UMA DA CUNHA | 1 JANUARY, 2019
His chuckle at such irreverence was infectious.
The last of the great Bengali triumvirate,
alongside Ritwik Ghatak and Satyajit Ray …
we can only say how grateful we are that you
blessed our times with your cinema and your presence
I have shared so much with Mrinal Sen, starting way back in the late 1960s, when he started casting for ‘Bhuvan Shome’, and asked me about the girl who modeled for Pears Soap. I was working in Lintas then and it was Alyque Padamsee who was completely charmed with the bubbly teenager, Suhasini Mulay, and made her the Pears symbol.
Mrinal-da then called me to cotact Suhasini for the role of the effervescent, unstoppable village girl in ‘Bhuvan Shome’ (1969). With her sterling performance where she managed to soften the surly forest hunter Utpal Dutt, Suhasini’s film career took off.
Mrinal-da and I kept meeting frequently every year, at film festivals (I was working at the Directorate of Film Festivals at the time), and later too, in my role as a film festival addict. He remained jocular, always gently probing all that was around him and teasing people into revealing more of their thoughts. He was also surprisingly tolerant, accepting people with their faults, tempers and attitude. But when it came to filmmakers, his judgement was sharp.

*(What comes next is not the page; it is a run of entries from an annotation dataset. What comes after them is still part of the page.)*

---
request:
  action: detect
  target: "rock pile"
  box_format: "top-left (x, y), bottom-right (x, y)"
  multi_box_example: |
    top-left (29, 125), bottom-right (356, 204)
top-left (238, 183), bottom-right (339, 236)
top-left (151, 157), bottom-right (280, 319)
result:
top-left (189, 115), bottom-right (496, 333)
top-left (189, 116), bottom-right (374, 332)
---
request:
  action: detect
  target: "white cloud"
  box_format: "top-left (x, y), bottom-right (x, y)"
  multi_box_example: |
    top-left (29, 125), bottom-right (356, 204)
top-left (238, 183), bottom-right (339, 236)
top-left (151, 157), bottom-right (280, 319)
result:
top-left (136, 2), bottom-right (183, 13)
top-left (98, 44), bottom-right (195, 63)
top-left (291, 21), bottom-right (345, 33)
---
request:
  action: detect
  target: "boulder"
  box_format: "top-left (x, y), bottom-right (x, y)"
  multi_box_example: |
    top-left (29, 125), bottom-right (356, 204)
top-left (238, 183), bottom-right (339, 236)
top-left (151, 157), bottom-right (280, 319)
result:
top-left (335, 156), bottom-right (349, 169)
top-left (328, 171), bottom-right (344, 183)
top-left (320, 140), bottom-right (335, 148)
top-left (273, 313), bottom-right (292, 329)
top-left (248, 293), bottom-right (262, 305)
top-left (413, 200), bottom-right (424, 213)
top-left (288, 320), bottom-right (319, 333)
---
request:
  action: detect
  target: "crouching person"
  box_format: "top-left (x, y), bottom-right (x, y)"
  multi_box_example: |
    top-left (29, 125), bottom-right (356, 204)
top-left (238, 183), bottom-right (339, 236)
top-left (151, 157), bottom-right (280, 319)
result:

He won the Silver Bear at the 1981 Berlin International Film Festival and was happy with the picture I took of him from a distance, on stage waving to the audience in that huge auditorium. I gave him the picture and now find that I do not have a copy.
To see him with his wife Gita – the most natural of gifted actors that he so valued -- was a heartwarming delight. She was reserved, succinct and in the background, as opposed to Mrinal-da’s effusiveness, offhand impunity and openness. He loved the Bengali penchant for the “adda” – the need to meet and talk at random, where he would spur people into being candid about friends and celebrities, and make up stories just for the fun of it.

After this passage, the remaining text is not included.